Längstes Galeriebild der Welt geht in die Luft
Patrick Schmidle, Ballonpilot aus der Schweiz, hievte am 25. Mai 2007 das längste Galeriebild der Welt mit einem Heißluftballon in die Luft.
Das Galeriebild unter dem Thema "Was macht die Schweiz so einzigartig?" wurde in den vergangenen Wochen und Monaten von über 130 Künstlerinnen und Künstlern in der ganzen Schweiz kreiert. Zusammengenäht und auf eine grosse Holzrolle gewickelt, ergaben diese 423, je 170 Zentimeter hohen Gemälde, das längste Galeriebild der Welt, eine Art Banderole.
Nach dem Startschuss des Zuger Künstlers Andreas Jordi zog Patrik Schmidle die Bilder mit dem Heissluftballon, direkt von der Holzrolle langsam in die Höhe.
Dass der Heissluftballon nicht zur vorgesehenen Zeit starten konnte, bezeichnete die Initiantin Vreni Würsch, die in der Kunstszene unter dem Namen "De Boga" bekannt ist, als "aussagekräftige Symbolik". Punkt 20.37 Uhr brach frenetischer Jubel aus, als nach dem Startschuss des Zuger Künstlers Andreas Jordi, der Heissluftballon mit einem Fassungsvermögen von 3700 Kubikmetern sanft vom Boden abhob. Die in leuchtenden Farben gemalten Acryl- und Ölbilder faszinierten das staunende Publikum.

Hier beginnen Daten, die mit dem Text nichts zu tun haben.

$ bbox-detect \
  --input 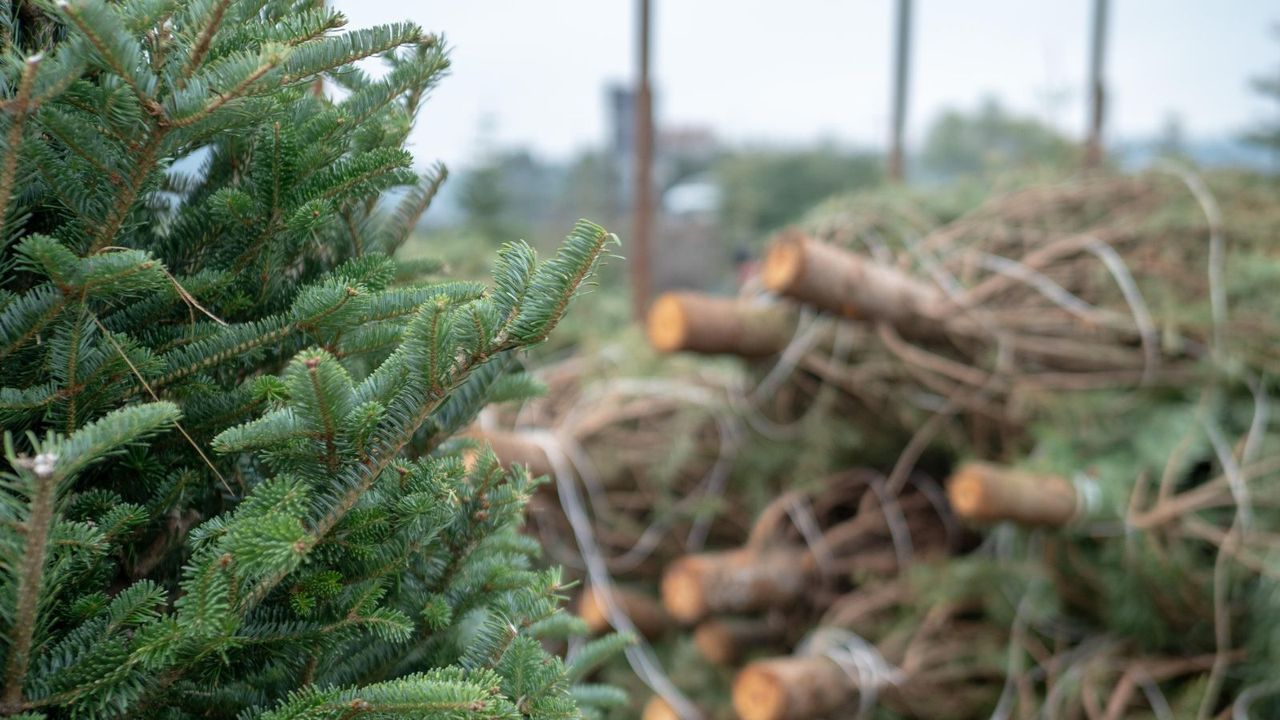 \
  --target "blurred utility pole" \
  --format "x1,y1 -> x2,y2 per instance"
1084,0 -> 1107,168
626,0 -> 653,322
888,0 -> 911,182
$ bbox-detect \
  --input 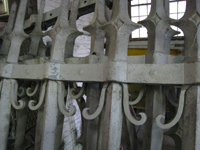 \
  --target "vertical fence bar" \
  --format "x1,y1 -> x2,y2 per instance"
14,106 -> 28,150
139,0 -> 176,150
83,83 -> 100,149
101,83 -> 123,150
40,81 -> 64,150
172,0 -> 200,150
0,79 -> 12,150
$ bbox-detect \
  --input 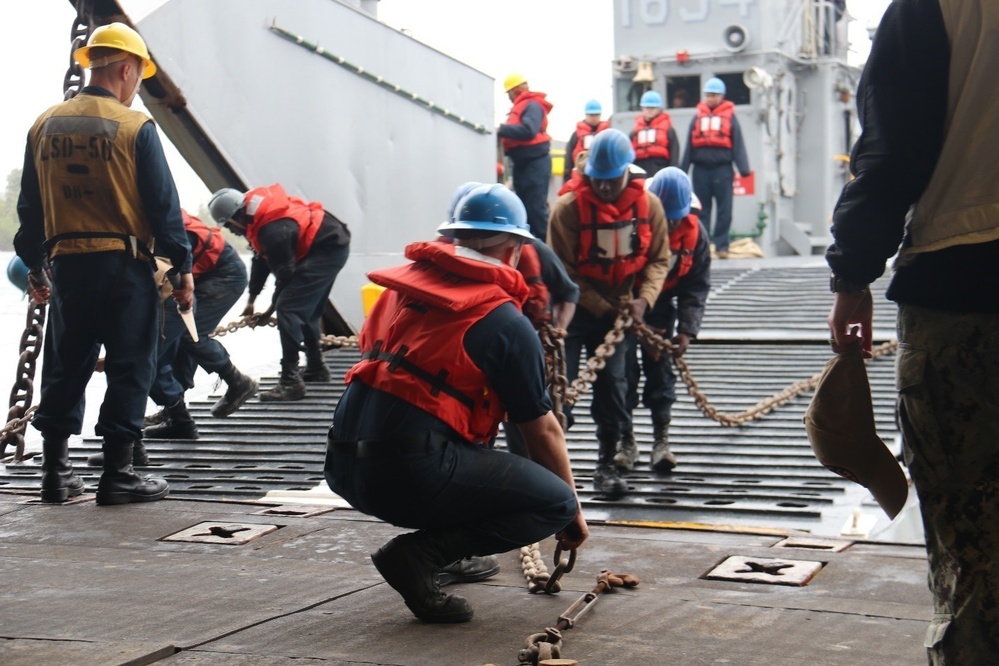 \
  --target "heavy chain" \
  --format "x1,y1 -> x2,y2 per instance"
540,312 -> 898,430
635,324 -> 898,427
517,569 -> 638,665
208,313 -> 357,349
0,301 -> 45,462
562,312 -> 634,406
0,6 -> 92,462
538,324 -> 569,431
520,542 -> 576,594
520,542 -> 562,594
62,0 -> 92,99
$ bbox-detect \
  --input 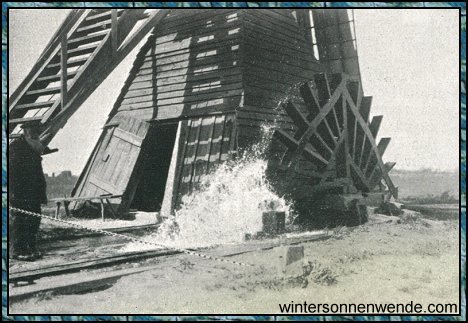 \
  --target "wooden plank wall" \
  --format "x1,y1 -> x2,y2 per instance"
174,114 -> 237,206
109,9 -> 243,124
312,9 -> 360,79
238,9 -> 321,148
74,118 -> 149,209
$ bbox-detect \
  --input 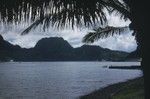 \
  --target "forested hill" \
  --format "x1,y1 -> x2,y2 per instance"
0,36 -> 129,61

Bald schon stand fest, dass der Weltrekordversuch erfolgreich verlaufen würde.
Notarin Andrea Stern beglaubigte hinterher, dass das Galerieband auf eine Höhe von 219 Metern über den Boden gehievt worden war. Plötzlich wieder einsetzender Wind hatte das ganze Abrollen des 700 Meter langen und 400 kg schweren Galeriebandes verhindert.
Ursprünglich war geplant, das Bild mindestens 101 Meter über den Boden zu hieven.